I never really heard much about Smith's appearance the day before, but the Fillmore show was a surprising disappointment. Smith is one of the most incendiary performers I've ever seen onstage, but this gig started off with a subdued "Kimberly," followed by a couple of tracks off her latest album Banga- "April Fool" and "Fuji-San," all set snugly in mid-tempo groove and Smith and her band seemed in no particular hurry to turn up the heat. She talked about her expensive dungarees, Obama, John Walker Lindh, and some other Patti-banter, which the audience ate up. She was in an avuncular mood, perhaps too relaxed from the massage she received before the show, which she also told us about.

It wasn't until "Beneath the Southern Cross" that the show really started to burn, but after that she left the stage for Lenny Kaye's medley slot, which also felt rather perfunctory and dialed-in, and the momentum flagged again. I ran into CC and her longtime boyfriend in the audience early on, after I moved toward the rear of the crowd to escape two Neanderthals who were yelling at each other as a means to communicate over the music, and was standing next to them as Smith came back on to sing "Maria" from the new album.

The song includes a refrain with the lyrics "I knew you when we were young," and I couldn't help but think of the woman now standing next to me, whom I used to date almost 20 years ago, with her current partner on her other side, and how much both of our lives had changed in the ensuing years. How they've gone in such different directions. I remembered sitting in the living room of her Pacific Heights flat, which was filled with carefully-cultivated succulent plants, and how she would tell me of her appreciation of Marlon Brando when he was younger; of the night we went into The Owl Tree for the first time. It was late and in the middle of the week.
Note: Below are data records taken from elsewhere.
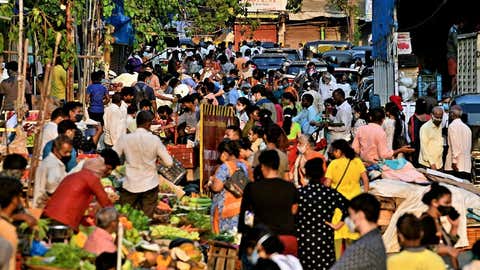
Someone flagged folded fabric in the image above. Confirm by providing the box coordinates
[383,158,407,170]
[467,213,480,222]
[382,161,430,184]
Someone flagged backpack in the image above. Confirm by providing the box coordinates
[368,94,382,110]
[133,83,150,106]
[223,162,250,198]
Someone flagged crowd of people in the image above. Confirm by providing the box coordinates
[0,40,480,270]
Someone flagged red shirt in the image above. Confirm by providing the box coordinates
[43,169,113,231]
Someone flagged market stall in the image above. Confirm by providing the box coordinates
[23,167,239,270]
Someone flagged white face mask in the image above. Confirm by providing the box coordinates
[343,217,356,233]
[247,248,260,265]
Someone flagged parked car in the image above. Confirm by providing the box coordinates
[322,50,353,67]
[263,48,302,61]
[450,94,480,156]
[262,41,275,49]
[252,53,288,72]
[351,46,373,64]
[303,40,352,59]
[285,58,327,78]
[325,67,360,92]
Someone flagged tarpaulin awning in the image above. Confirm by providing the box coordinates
[105,0,135,45]
[372,0,395,62]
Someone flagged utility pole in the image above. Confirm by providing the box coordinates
[65,0,74,101]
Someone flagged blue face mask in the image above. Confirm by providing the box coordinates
[247,248,259,265]
[442,103,450,111]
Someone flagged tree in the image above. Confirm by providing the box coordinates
[102,0,251,49]
[328,0,359,44]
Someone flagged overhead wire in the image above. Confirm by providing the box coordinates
[401,0,448,32]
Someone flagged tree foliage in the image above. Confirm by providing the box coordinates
[0,0,253,65]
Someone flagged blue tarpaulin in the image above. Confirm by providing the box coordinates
[105,0,135,46]
[372,0,395,61]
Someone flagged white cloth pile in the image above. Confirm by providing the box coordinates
[369,179,480,253]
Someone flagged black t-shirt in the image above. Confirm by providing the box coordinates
[239,178,298,235]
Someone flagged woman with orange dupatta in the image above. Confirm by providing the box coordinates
[290,134,327,188]
[208,140,251,234]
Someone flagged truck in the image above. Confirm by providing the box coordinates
[453,32,480,96]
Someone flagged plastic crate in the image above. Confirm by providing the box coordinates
[167,144,197,169]
[417,73,442,100]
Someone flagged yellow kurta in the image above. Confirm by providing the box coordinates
[0,218,18,270]
[325,157,366,240]
[50,65,67,99]
[418,120,443,169]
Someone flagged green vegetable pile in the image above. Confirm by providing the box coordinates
[151,225,200,240]
[125,228,142,244]
[213,232,235,243]
[180,196,212,209]
[115,204,150,231]
[170,211,212,231]
[28,243,95,270]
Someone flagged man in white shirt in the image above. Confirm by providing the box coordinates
[40,108,68,154]
[113,111,173,217]
[328,89,353,143]
[445,105,472,180]
[103,93,127,147]
[318,72,337,102]
[418,107,443,170]
[33,135,73,208]
[240,40,250,56]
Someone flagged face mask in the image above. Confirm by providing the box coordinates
[438,205,452,216]
[247,248,259,265]
[432,120,442,127]
[75,113,83,122]
[60,156,71,164]
[343,217,356,233]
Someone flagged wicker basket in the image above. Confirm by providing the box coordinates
[377,209,394,226]
[207,241,241,270]
[467,226,480,249]
[167,144,197,169]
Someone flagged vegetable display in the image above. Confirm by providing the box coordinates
[180,196,212,209]
[170,211,212,231]
[28,243,95,270]
[151,225,200,240]
[115,204,150,231]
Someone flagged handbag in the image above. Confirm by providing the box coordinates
[223,164,250,198]
[335,159,352,190]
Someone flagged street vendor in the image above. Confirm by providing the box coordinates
[113,111,173,217]
[43,155,119,231]
[0,176,22,270]
[42,120,77,172]
[352,109,411,165]
[33,135,73,208]
[83,207,118,256]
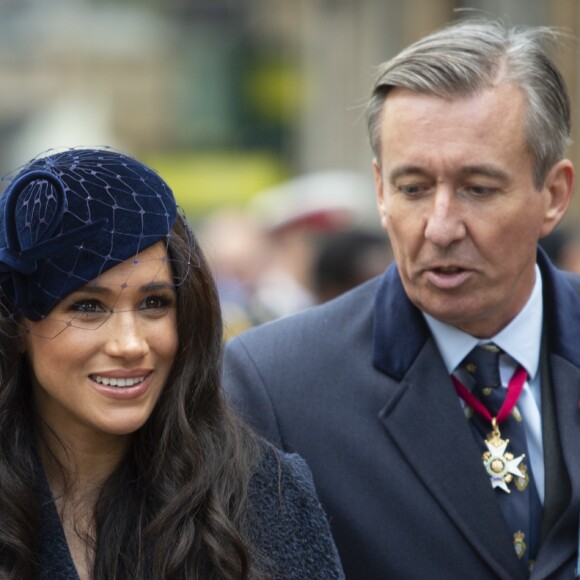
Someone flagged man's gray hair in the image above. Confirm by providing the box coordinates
[366,19,571,189]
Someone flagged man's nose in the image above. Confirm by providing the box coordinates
[425,186,466,247]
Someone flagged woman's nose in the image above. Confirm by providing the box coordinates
[103,311,149,359]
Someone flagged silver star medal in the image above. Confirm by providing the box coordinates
[482,419,526,493]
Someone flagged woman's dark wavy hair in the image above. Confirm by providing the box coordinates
[0,216,259,580]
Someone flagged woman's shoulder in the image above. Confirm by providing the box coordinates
[249,445,344,580]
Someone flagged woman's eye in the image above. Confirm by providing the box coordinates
[143,295,173,310]
[70,300,106,314]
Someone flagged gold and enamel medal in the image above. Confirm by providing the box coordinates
[451,367,527,493]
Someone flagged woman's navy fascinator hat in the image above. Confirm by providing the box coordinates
[0,149,177,320]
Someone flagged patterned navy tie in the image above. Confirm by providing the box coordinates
[463,344,542,571]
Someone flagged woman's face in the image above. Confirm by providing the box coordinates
[25,242,178,441]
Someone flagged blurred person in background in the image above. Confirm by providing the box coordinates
[0,149,344,580]
[224,19,580,580]
[199,208,275,339]
[311,228,393,303]
[540,226,580,274]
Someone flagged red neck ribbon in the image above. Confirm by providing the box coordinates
[451,367,528,424]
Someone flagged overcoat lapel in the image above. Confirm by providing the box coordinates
[374,268,524,579]
[380,340,524,579]
[532,251,580,578]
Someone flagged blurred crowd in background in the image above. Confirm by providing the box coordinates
[0,0,580,336]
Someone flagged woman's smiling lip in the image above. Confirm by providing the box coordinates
[89,369,153,399]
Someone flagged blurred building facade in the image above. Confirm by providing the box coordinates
[0,0,580,216]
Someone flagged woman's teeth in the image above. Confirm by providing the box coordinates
[92,375,145,387]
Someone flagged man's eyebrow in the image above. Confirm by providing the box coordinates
[389,165,427,183]
[459,165,509,181]
[389,164,509,182]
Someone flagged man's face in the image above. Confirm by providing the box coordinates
[375,85,573,337]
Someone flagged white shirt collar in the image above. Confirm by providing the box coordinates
[423,265,543,380]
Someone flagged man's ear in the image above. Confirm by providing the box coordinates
[373,158,387,228]
[541,159,574,237]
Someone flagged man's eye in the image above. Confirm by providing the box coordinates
[397,183,429,197]
[462,185,498,197]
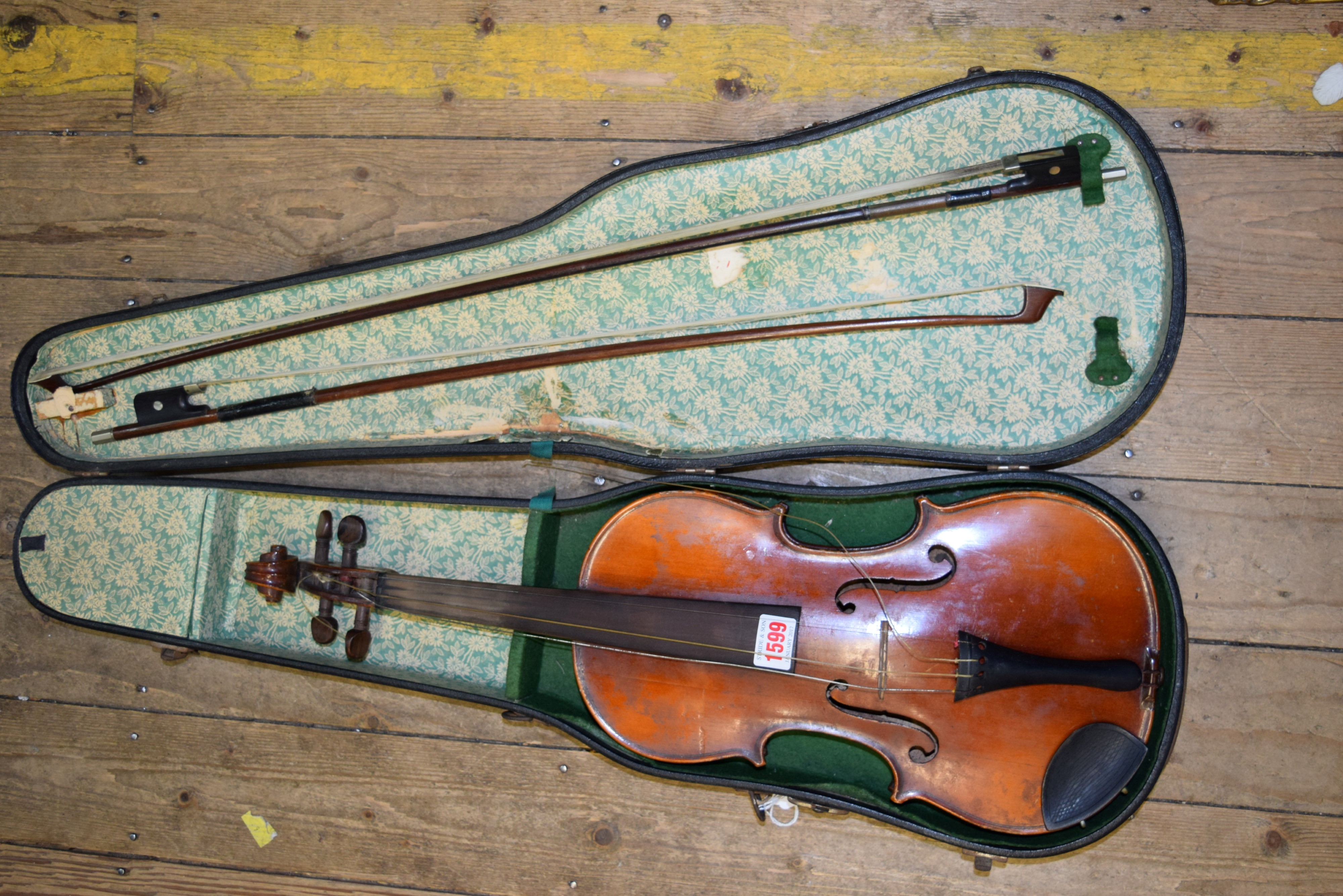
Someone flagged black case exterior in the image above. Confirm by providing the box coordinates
[9,71,1186,473]
[12,472,1187,858]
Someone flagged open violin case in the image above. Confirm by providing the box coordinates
[11,71,1185,857]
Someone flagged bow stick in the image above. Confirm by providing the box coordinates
[30,134,1128,392]
[150,282,1029,397]
[93,286,1062,444]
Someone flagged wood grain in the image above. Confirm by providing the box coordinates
[1069,318,1343,488]
[0,842,451,896]
[0,0,136,132]
[0,701,1343,893]
[0,137,1343,324]
[1162,153,1343,318]
[115,0,1340,150]
[0,136,702,277]
[0,553,1343,813]
[0,0,1343,896]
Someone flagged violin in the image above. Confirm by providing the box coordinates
[246,490,1160,834]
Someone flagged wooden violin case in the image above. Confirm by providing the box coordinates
[11,71,1185,857]
[12,71,1185,473]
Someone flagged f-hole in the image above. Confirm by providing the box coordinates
[835,544,956,613]
[826,678,937,766]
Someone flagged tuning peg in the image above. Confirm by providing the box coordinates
[345,603,373,662]
[313,511,332,566]
[312,511,340,645]
[336,515,368,568]
[313,610,340,645]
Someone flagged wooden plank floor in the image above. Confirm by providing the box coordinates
[0,0,1343,896]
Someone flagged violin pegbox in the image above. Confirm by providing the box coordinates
[244,511,379,662]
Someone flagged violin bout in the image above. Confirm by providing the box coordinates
[573,492,1159,834]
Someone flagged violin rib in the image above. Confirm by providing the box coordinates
[573,492,1159,834]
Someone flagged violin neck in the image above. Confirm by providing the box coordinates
[376,572,802,668]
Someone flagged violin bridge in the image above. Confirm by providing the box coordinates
[877,619,890,700]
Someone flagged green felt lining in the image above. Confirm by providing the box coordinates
[16,474,1180,850]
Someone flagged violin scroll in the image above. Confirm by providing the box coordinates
[244,511,379,662]
[243,544,298,603]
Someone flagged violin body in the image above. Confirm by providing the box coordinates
[573,492,1159,834]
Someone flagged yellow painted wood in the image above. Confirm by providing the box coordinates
[140,23,1338,110]
[0,23,136,97]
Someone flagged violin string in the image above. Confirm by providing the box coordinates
[298,571,962,687]
[287,574,956,693]
[655,482,968,665]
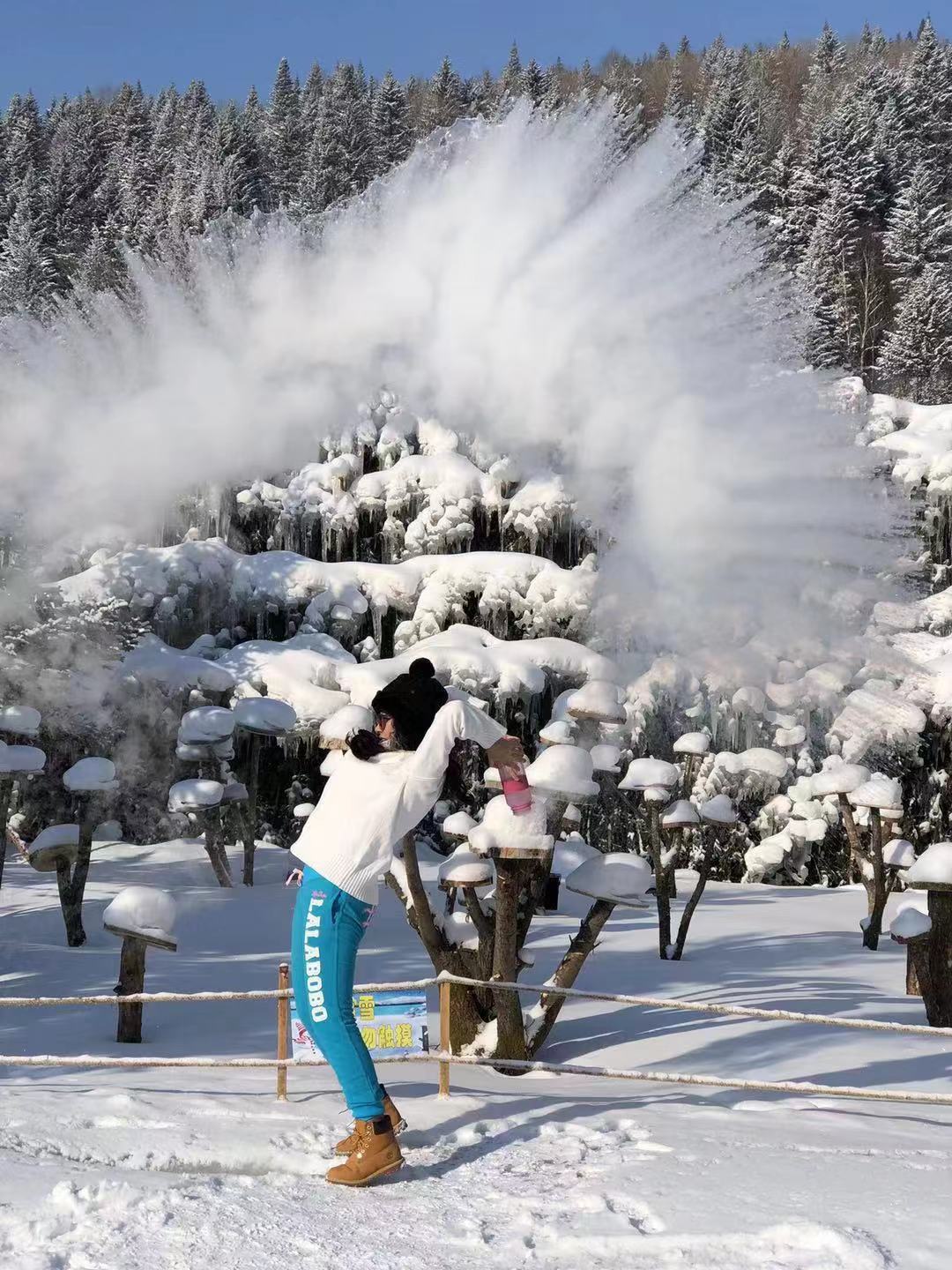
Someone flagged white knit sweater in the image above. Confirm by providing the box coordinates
[291,701,505,904]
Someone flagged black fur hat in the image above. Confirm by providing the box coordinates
[372,656,450,750]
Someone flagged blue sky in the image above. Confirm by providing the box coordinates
[0,0,952,103]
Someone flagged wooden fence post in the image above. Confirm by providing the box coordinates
[278,961,291,1102]
[439,979,453,1099]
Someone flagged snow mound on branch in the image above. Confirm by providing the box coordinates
[122,635,234,692]
[568,679,624,722]
[169,780,225,811]
[618,758,681,790]
[436,846,493,886]
[470,794,552,856]
[906,842,952,888]
[103,886,175,941]
[234,696,297,736]
[525,745,599,802]
[889,900,932,940]
[0,741,46,776]
[179,706,236,745]
[63,758,119,794]
[0,706,41,738]
[565,852,654,908]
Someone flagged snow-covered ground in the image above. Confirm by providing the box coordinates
[0,842,952,1270]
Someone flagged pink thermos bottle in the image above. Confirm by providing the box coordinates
[499,763,532,815]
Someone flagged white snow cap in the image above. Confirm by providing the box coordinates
[568,679,624,722]
[234,698,297,736]
[63,758,119,794]
[0,706,41,736]
[699,794,738,825]
[810,754,869,797]
[169,781,225,811]
[849,773,903,809]
[470,794,552,856]
[882,838,915,869]
[661,797,701,829]
[439,811,476,838]
[436,846,493,886]
[589,745,622,773]
[179,706,234,745]
[565,851,654,908]
[26,825,78,872]
[618,758,681,790]
[889,901,932,940]
[525,745,599,800]
[103,886,175,942]
[906,842,952,890]
[318,705,373,750]
[0,741,46,776]
[552,833,602,878]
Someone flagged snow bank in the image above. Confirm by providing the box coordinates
[103,886,175,942]
[565,852,654,908]
[906,842,952,889]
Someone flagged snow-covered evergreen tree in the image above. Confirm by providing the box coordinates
[301,64,376,212]
[519,57,547,107]
[0,167,57,318]
[499,41,522,96]
[883,162,952,285]
[372,71,413,173]
[266,57,303,207]
[878,265,952,402]
[801,188,860,370]
[427,57,465,128]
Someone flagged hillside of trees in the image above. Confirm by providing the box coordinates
[0,19,952,401]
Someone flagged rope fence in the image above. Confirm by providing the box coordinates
[0,963,952,1106]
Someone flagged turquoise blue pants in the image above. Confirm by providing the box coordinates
[291,869,383,1120]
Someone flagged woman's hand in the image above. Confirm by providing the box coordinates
[487,736,525,767]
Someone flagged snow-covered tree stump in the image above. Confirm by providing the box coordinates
[618,758,681,961]
[56,758,119,947]
[906,842,952,1027]
[0,706,42,886]
[849,773,903,952]
[169,780,231,886]
[0,741,46,885]
[234,698,297,886]
[103,886,178,1044]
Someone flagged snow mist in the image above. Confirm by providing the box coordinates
[0,107,895,647]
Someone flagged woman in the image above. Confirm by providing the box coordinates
[291,658,523,1186]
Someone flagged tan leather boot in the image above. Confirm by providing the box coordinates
[334,1090,406,1155]
[328,1117,404,1186]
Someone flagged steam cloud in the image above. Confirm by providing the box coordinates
[0,108,895,646]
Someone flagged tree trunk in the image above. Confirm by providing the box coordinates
[493,857,525,1058]
[863,806,889,952]
[529,900,615,1056]
[924,890,952,1027]
[906,940,923,997]
[115,935,146,1044]
[202,806,231,886]
[0,780,12,886]
[649,803,672,961]
[56,860,86,949]
[837,794,863,881]
[242,733,262,886]
[386,836,488,1054]
[672,840,716,961]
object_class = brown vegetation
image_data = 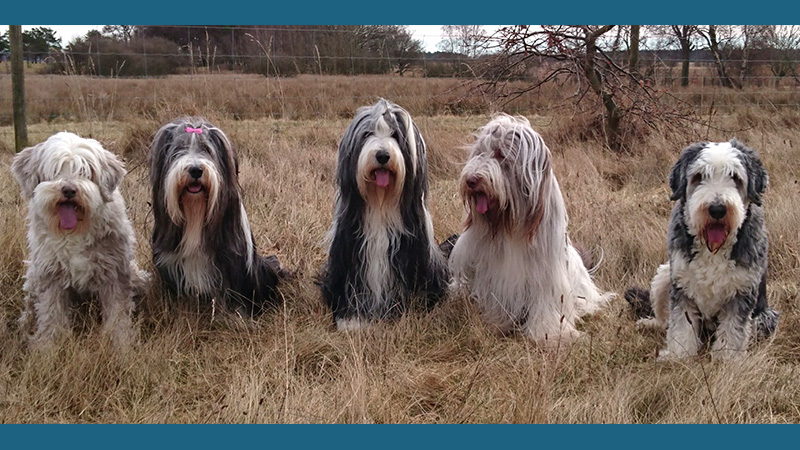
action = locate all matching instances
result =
[0,75,800,423]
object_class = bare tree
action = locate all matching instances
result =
[102,25,138,42]
[670,25,697,86]
[437,25,486,59]
[765,25,800,86]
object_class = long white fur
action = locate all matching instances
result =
[450,115,613,345]
[637,142,760,359]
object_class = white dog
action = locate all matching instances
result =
[625,139,779,359]
[450,114,613,346]
[11,132,146,347]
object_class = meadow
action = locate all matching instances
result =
[0,75,800,423]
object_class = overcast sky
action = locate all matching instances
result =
[0,25,462,52]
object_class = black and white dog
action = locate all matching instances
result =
[150,117,284,315]
[626,139,778,359]
[320,99,448,330]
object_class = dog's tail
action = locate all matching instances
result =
[625,286,655,320]
[625,286,781,341]
[753,306,781,341]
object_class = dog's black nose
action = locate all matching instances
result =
[189,166,203,180]
[708,203,728,220]
[61,186,75,198]
[375,150,389,164]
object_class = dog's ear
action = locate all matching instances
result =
[669,158,686,200]
[730,139,769,206]
[669,142,708,200]
[149,122,177,191]
[11,143,44,200]
[97,149,127,202]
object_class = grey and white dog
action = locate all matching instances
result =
[626,139,778,359]
[319,99,448,330]
[449,114,614,347]
[11,132,148,347]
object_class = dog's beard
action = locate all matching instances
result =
[31,180,103,235]
[703,221,730,253]
[686,190,744,254]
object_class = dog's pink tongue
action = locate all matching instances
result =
[475,194,489,214]
[58,203,78,230]
[375,169,389,188]
[706,225,727,244]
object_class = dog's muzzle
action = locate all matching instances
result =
[371,150,393,189]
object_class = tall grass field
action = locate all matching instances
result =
[0,75,800,423]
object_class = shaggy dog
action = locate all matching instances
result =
[625,139,778,359]
[11,132,147,347]
[320,99,454,330]
[450,114,613,346]
[150,117,286,316]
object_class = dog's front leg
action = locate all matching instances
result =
[711,295,755,360]
[32,283,72,346]
[98,285,136,348]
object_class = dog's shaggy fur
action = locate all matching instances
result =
[320,99,454,330]
[150,117,286,316]
[626,139,778,359]
[11,132,147,347]
[450,114,613,346]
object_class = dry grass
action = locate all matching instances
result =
[0,77,800,423]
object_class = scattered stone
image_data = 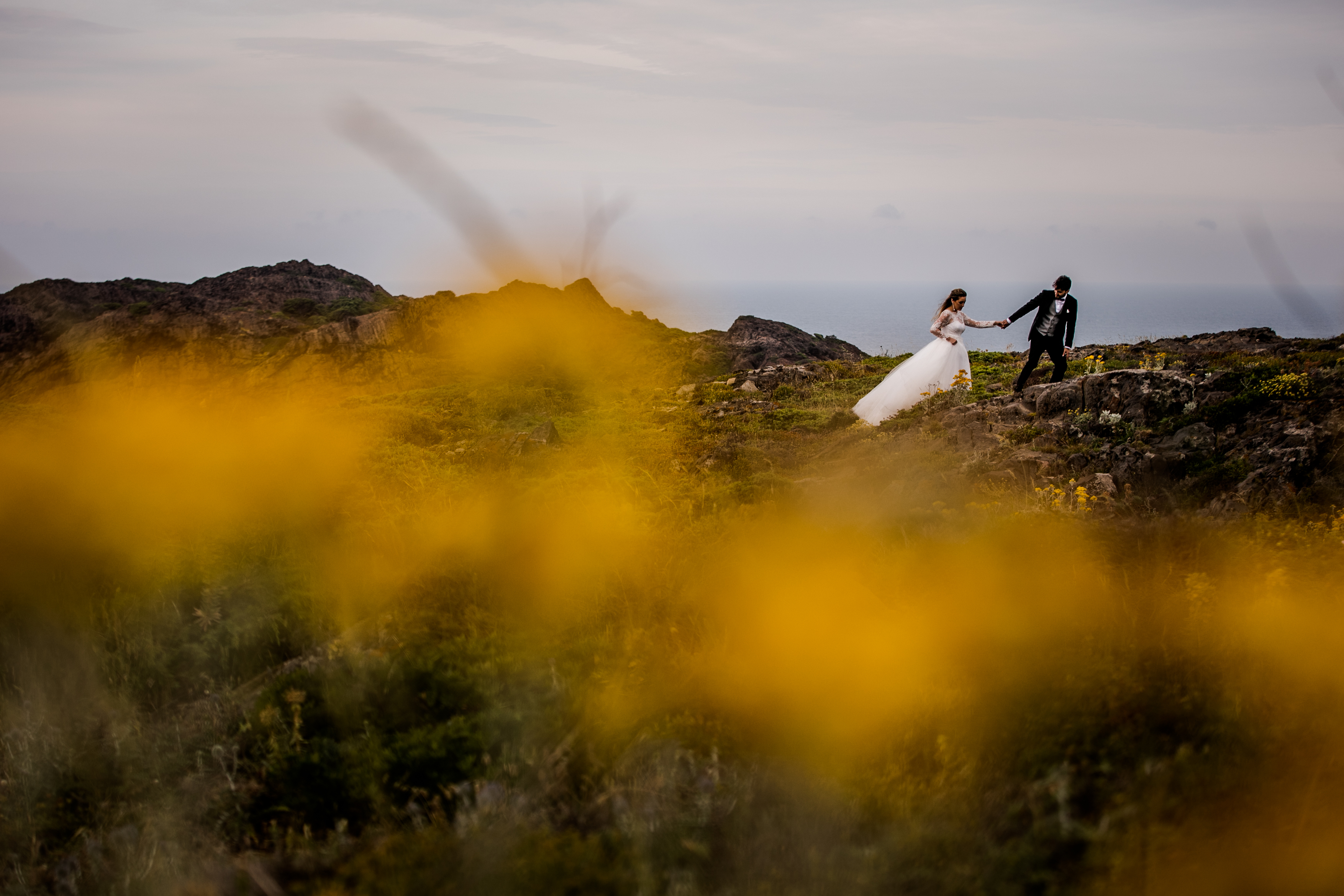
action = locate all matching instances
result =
[527,421,561,445]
We were the only people there, seated at the bar, and C Bobby said in his own inimitable nonchalant way, looking out the open door at the fog rolling down Taylor while cleaning an ashtray, "It's a perfect night for a murder." 

Suddenly I was filled with this melancholy sense of loss I couldn't shake, which only gathered its own momentum as Smith went into "Because the Night"- a madeleine song for me like few others. "Pissing in the River" didn't bring me back from that ledge, and "Gloria" sounded obligatory.

The audience, many of which seemed to have never seen her before (including CC and a charming vamp I met before the show), seemed to made up of a number of the curious rather than the converted, and ate the entire thing up, bringing Smith back for a three song encore which began with a pompous-sounding "Banga" and ended with "Rock and Roll Nigger," which Smith dedicated to Obama in the evening's one true moment of vintage Patti.

The next day, I was at work when I received an email from CC saying she and her boyfriend had gotten into an argument about our plans to see the Mariinsky Ballet together later in the week and that she wasn't going to be able to go. If she had to upset a man, it wasn't going to be the one with whom she's lived for more than a dozen years. I left my desk to take a walk down to the Bay and ended up sitting at the end of a pier where a woman had once thrown her two children into the water. The lyrics to Smith's "Redondo Beach" came into my mind, creating yet another madeleine.